Gorgô, reine et femme de Sparte
La reine Gorgô de Sparte fut une des rares femmes grecques à connaître la postérité dans le monde antique. Épouse de Léonidas Ier, héroïque martyr des Thermopyles, elle joua un rôle important quant à la préparation des Grecs dans leur guerre contre les Perses au début du Vème siècle avant l’ère chrétienne. Femme de Sparte, elle illustre le particularisme de la cité guerrière où les femmes jouèrent un rôle prédominent – un contraste d’autant plus saisissant que le monde grec d’alors était remarquablement misogyne.

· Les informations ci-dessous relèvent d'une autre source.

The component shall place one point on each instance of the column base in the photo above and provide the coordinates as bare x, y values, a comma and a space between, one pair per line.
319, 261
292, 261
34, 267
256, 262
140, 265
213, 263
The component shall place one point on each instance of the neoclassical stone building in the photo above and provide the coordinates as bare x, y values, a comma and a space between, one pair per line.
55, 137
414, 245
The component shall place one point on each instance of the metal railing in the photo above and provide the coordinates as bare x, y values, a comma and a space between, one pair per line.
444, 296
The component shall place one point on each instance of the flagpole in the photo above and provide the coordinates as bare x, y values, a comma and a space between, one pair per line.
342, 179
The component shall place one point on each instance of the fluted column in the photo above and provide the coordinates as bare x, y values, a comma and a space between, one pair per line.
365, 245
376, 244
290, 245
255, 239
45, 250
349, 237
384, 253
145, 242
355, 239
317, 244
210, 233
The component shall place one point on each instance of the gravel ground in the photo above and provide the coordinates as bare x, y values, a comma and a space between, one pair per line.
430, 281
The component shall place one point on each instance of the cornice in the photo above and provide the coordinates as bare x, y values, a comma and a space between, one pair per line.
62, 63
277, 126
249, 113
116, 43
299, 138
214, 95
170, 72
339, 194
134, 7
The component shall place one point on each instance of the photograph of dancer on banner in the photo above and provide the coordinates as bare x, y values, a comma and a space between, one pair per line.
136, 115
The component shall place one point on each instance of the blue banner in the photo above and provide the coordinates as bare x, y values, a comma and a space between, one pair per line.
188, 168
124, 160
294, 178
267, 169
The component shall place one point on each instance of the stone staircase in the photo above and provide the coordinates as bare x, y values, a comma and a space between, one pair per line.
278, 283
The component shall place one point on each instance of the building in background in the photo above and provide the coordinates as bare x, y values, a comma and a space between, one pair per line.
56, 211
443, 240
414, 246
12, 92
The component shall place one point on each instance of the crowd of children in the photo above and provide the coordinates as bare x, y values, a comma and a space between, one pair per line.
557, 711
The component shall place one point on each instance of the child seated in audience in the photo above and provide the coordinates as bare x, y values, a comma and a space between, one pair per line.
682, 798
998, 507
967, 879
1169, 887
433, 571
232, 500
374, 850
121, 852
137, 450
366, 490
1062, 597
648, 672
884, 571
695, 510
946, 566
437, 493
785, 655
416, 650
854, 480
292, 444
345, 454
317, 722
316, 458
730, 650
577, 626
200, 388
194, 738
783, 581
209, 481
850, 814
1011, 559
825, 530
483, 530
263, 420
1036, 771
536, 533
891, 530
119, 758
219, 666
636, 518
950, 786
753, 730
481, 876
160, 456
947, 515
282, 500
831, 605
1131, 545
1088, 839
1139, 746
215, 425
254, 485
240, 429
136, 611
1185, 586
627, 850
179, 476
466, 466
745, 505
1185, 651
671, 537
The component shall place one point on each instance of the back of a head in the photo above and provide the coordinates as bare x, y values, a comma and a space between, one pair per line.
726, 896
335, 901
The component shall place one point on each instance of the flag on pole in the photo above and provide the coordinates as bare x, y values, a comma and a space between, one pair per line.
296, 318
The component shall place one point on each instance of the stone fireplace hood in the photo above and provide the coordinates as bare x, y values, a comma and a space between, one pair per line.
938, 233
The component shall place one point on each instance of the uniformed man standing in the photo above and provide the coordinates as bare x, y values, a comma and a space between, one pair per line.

Au-delà de Gorgô pour laquelle nous disposons de peu de sources, nous brosserons un rapide portrait de la condition féminine en Laconie à l’époque classique.
Un rôle célèbre
dans les guerres médiques
Connue par l’intermédiaire de l’historien Hérodote
ou du philosophe romain Plutarque, Gorgô aurait eût cette remarque
restée célèbre :
« Quand une femme de l’Attique l’interrogea : « Pourquoi
êtes-vous les seules, Lacédémoniennes, qui commandiez aux hommes ? »,
« C’est parce que, répondit-elle, nous sommes les seules qui mettions au
monde des hommes. »
- Lycurgue (Plutarque, 100-120 EC)
La
condition des femmes dans la Sparte classique
Gorgô est présentée par les auteurs anciens comme une femme intelligente et rusée. Capable de lire ou de s’exprimer devant les institutions publiques de sa cité, elle tranche avec ses homologues de l’époque classique où le « beau sexe » est relégué à un rôle subalterne aux hommes.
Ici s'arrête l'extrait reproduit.